A British businesswoman has been held for the past 11 days in a Chinese detention centre, accused of embezzling funds from a company responsible for China's biggest wholesale market.
Although Guo Peixuan is reportedly being held in a small, filthy cell with 18 others, the Foreign Office appears powerless to help, as she entered China using Hong Kong identification papers, not her British passport. She is one of only two British citizens known to be detained in China.
Police seized Ms Guo, 43, from a Peking office tower on 21 August and took her to the Liaoyang Detention Centre near the city of Shenyang in north-east China. Members of Ms Guo's family who visited Liaoyang report terrible conditions in the cell, where the all-female inmates barely have enough floor space to lie down. Ms Guo has not been charged and her family fears she will be detained for up to 30 days before the formal legal process begins.
Ms Guo, a resident of Hong Kong, entered China on a "return home certificate", favoured for convenience by many Hong Kong residents whose parents or grandparents fled to the former British colony from mainland China. No visa is necessary for holders of the credit card-like document, which is processed through a fully computerised system. The main drawback is that Chinese authorities therefore regard Ms Guo as a Chinese national, and are likely to deny British diplomats automatic right to consular access.
"We will do all we can," a British embassy spokesman said yesterday, "but a British passport is not a get-out-of-jail-free card." Diplomats in Peking are consulting with London on the correct procedure to follow. Three years after the handover of Hong Kong's sovereignty to China, the Foreign Office remains careful not to annoy Peking on territory issues.
The detention appears to mark an extension of a complex and long-running feud between Ms Guo and a former business partner, Xue Xuehua, a Singaporean national. After making a number of investments across China, the friends fell out in 1996 over plans to expand their $2.5m (£1.56m) Shenyang real estate company into a retail and wholesale market selling clothes and other goods.

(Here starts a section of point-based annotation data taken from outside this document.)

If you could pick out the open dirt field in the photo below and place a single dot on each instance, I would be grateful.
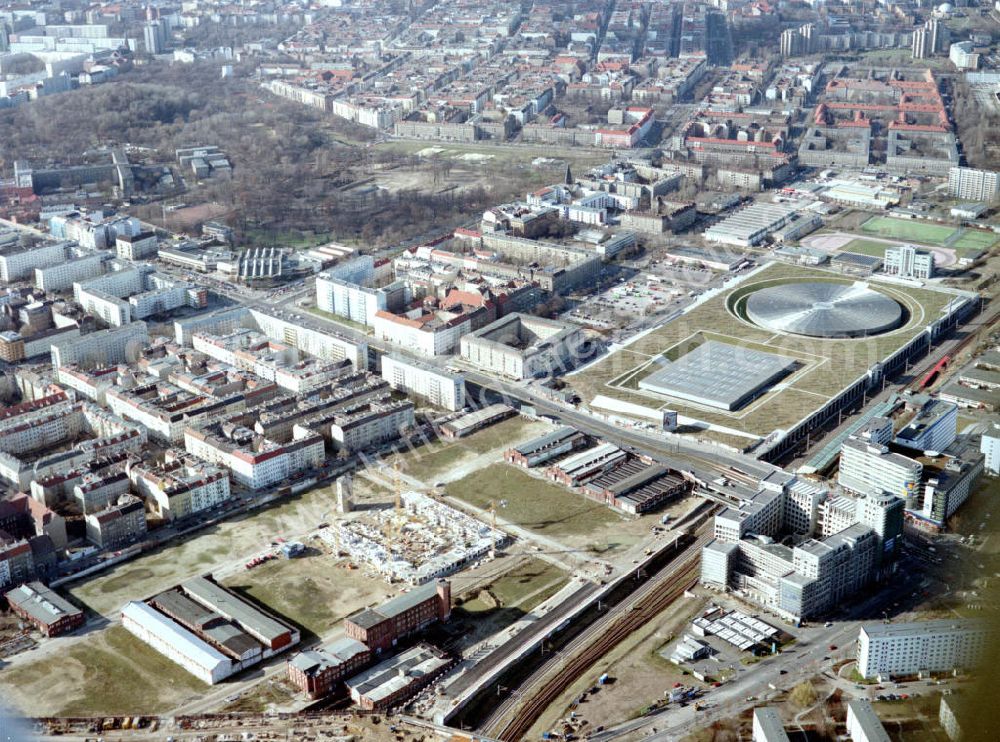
(224, 546)
(112, 672)
(447, 460)
(315, 591)
(549, 509)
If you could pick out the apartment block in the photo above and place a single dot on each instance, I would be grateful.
(888, 650)
(439, 388)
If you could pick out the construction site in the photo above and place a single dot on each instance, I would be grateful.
(418, 540)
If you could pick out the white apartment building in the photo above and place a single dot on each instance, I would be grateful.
(102, 348)
(18, 261)
(907, 261)
(64, 274)
(356, 302)
(969, 184)
(374, 424)
(901, 649)
(863, 724)
(261, 465)
(990, 448)
(767, 725)
(428, 334)
(963, 55)
(871, 469)
(440, 388)
(181, 488)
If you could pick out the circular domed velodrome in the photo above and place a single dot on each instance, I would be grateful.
(824, 310)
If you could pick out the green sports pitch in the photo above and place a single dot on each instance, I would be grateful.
(908, 230)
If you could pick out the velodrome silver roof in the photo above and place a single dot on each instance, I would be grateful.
(719, 375)
(826, 310)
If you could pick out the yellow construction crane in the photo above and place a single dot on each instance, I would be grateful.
(397, 482)
(493, 525)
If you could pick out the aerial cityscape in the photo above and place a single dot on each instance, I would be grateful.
(542, 370)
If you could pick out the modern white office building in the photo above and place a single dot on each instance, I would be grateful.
(908, 261)
(902, 649)
(934, 427)
(440, 388)
(519, 346)
(990, 448)
(871, 469)
(969, 184)
(963, 55)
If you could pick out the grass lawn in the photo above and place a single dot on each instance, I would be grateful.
(975, 239)
(349, 323)
(533, 503)
(314, 591)
(234, 539)
(866, 247)
(434, 461)
(503, 434)
(908, 229)
(110, 673)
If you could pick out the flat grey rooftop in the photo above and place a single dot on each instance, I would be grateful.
(719, 375)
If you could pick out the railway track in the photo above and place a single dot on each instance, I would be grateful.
(513, 719)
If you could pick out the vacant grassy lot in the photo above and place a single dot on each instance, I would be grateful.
(110, 673)
(524, 587)
(436, 460)
(315, 591)
(975, 239)
(546, 508)
(911, 230)
(233, 541)
(271, 694)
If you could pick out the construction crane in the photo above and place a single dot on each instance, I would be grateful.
(397, 482)
(493, 525)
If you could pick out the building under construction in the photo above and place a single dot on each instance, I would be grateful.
(421, 540)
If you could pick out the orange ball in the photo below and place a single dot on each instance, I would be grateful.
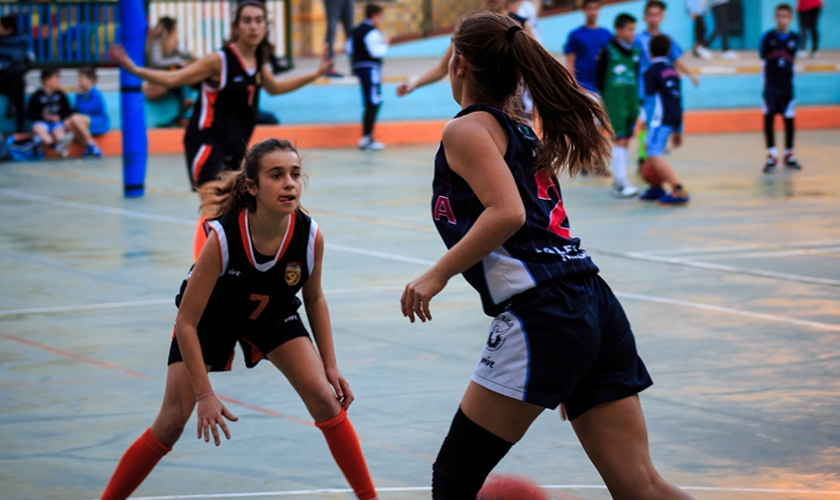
(649, 174)
(510, 488)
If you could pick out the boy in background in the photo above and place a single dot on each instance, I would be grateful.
(778, 50)
(48, 108)
(617, 79)
(91, 116)
(662, 85)
(584, 44)
(367, 47)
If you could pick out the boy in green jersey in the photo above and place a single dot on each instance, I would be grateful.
(617, 75)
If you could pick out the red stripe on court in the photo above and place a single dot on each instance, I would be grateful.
(68, 354)
(264, 410)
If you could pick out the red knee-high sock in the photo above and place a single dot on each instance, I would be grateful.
(200, 237)
(347, 452)
(137, 462)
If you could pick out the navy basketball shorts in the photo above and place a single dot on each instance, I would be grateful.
(779, 105)
(567, 342)
(371, 80)
(217, 345)
(206, 160)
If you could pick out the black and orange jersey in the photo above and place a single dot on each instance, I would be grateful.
(226, 110)
(252, 296)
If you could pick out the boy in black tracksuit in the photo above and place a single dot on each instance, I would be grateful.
(778, 50)
(368, 46)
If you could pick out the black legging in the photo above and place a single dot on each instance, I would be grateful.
(808, 22)
(721, 13)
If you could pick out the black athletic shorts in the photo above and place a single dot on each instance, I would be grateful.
(206, 160)
(217, 345)
(568, 342)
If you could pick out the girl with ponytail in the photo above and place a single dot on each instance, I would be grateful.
(558, 336)
(262, 249)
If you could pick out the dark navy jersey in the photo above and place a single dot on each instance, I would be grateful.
(252, 296)
(541, 251)
(226, 110)
(663, 82)
(778, 51)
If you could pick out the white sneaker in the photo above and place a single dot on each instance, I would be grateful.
(62, 147)
(624, 191)
(368, 144)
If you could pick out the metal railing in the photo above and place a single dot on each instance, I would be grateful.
(69, 34)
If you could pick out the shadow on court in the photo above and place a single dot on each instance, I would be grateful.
(734, 299)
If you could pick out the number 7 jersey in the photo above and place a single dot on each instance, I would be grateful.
(541, 251)
(250, 295)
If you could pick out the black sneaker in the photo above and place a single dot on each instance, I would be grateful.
(771, 165)
(791, 163)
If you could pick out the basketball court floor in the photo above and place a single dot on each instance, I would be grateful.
(734, 300)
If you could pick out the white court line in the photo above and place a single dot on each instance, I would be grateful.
(771, 491)
(708, 307)
(87, 307)
(728, 269)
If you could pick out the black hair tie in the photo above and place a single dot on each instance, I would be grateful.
(512, 31)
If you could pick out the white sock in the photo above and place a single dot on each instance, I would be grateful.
(620, 165)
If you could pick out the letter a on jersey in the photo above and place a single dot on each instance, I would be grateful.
(444, 209)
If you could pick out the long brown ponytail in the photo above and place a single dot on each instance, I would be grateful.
(230, 192)
(501, 55)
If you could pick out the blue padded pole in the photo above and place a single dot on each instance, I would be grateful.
(132, 35)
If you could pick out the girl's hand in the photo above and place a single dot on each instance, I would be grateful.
(119, 56)
(418, 293)
(340, 386)
(210, 413)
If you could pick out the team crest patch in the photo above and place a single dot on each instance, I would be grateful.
(496, 338)
(292, 273)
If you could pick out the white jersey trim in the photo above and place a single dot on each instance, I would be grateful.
(223, 246)
(505, 276)
(310, 246)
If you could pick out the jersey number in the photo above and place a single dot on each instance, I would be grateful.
(251, 91)
(263, 299)
(558, 213)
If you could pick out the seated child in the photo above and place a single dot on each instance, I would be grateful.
(91, 116)
(662, 82)
(48, 108)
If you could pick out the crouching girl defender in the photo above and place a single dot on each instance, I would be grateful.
(559, 334)
(261, 250)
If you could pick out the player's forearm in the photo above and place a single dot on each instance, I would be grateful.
(318, 314)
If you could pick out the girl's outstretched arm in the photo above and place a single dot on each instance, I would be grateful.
(199, 288)
(476, 155)
(319, 320)
(209, 66)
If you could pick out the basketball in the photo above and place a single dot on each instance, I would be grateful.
(510, 488)
(649, 174)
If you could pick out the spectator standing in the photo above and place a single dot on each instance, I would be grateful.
(15, 56)
(48, 108)
(662, 84)
(809, 14)
(584, 44)
(720, 11)
(617, 77)
(91, 114)
(337, 11)
(778, 52)
(697, 10)
(162, 53)
(367, 47)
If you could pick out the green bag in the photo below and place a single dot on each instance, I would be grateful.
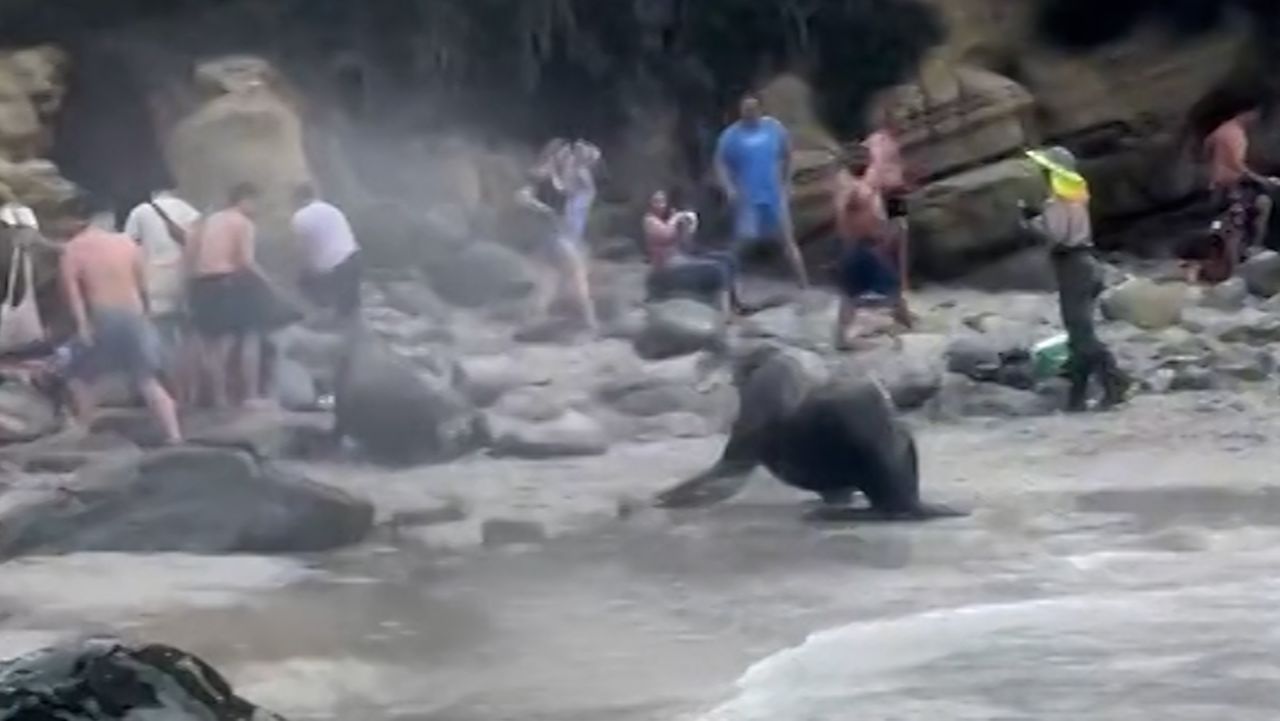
(1050, 356)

While the Wu'ai market boomed, attracting thousands of retailers and wholesalers, the two protagonists became embroiled in arbitration stretching from Shenyang to Shanghai and Shenzhen, bordering Hong Kong. The quarrel has become a battle of wills and guanxi - the "connections" or relationships still crucial to business success in China. Both women are from wealthy overseas Chinese families whose investments have made them powerful friends.
Some sources suggest Ms Xue even persuaded the Chinese Premier, Zhu Rongji, to write to the Shenyang government recommending the criminal investigation into Ms Guo's affairs. The Mayor of Shenyang, Mu Suixin, is also said to favour the Singaporean version of events. Once the legal process formally starts, prosecutors would have to substantiate allegations that Ms Guo embezzled funds belonging to the real estate company.

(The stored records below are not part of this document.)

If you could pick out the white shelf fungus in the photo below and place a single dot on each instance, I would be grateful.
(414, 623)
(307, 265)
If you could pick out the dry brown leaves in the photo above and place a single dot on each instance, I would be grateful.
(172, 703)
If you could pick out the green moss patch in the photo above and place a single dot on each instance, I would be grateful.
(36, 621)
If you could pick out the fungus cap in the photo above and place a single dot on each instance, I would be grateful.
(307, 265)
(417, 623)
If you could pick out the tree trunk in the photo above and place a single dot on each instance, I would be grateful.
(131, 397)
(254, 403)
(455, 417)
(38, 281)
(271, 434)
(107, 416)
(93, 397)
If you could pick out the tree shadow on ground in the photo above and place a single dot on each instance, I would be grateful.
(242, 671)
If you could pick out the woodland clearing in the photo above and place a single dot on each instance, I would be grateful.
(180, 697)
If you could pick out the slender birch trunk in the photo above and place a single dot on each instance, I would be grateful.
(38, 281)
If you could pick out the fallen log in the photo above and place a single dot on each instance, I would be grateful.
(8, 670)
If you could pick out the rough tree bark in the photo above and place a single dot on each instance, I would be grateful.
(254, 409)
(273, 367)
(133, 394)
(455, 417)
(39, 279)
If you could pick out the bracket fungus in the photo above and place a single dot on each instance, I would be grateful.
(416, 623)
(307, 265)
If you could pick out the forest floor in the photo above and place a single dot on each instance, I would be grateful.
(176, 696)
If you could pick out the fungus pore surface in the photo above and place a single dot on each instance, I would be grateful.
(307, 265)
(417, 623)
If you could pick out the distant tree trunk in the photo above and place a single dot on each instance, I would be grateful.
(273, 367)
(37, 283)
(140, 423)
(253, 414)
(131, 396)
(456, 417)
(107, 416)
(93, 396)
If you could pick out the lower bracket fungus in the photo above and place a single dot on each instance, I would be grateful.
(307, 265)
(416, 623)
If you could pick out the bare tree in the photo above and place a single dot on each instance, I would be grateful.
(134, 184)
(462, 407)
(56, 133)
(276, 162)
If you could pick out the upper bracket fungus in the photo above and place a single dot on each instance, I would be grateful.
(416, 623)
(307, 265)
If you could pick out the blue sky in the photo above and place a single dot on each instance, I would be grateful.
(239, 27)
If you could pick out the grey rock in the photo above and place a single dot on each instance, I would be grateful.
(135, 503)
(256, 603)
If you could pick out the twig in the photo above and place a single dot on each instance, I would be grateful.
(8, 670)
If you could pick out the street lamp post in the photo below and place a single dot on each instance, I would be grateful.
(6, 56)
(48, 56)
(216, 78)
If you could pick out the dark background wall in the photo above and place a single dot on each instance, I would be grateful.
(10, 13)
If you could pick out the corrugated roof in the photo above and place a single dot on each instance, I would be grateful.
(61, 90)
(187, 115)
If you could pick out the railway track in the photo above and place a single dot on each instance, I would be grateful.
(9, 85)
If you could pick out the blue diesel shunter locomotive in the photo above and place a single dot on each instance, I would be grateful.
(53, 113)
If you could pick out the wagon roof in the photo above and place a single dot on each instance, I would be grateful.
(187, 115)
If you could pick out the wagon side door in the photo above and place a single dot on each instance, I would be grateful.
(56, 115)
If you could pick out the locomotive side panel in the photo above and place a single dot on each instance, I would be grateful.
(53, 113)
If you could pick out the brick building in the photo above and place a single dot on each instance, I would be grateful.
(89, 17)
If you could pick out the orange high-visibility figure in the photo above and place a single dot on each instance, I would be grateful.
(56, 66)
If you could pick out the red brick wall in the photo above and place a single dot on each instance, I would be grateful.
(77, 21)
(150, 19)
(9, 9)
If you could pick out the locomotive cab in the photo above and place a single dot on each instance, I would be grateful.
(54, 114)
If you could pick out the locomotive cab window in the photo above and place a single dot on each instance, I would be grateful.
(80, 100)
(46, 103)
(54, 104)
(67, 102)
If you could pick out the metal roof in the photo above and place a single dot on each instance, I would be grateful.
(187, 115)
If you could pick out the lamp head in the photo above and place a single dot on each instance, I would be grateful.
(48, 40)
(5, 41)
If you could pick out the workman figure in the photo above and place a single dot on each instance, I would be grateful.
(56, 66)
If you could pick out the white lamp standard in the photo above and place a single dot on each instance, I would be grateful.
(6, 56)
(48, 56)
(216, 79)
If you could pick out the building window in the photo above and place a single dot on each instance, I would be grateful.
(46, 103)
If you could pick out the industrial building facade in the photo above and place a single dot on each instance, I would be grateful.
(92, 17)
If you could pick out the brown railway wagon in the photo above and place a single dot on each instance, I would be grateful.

While the Chinese government has promised to improve the commercial legal environment, as part of efforts to join the World Trade Organisation, reservations remain about the due process of law in a country where legal transparency is far from established.
If found guilty, Ms Guo could face a long prison sentence. Her British passport should reduce the likelihood of the death penalty, sometimes given in large-scale corruption cases.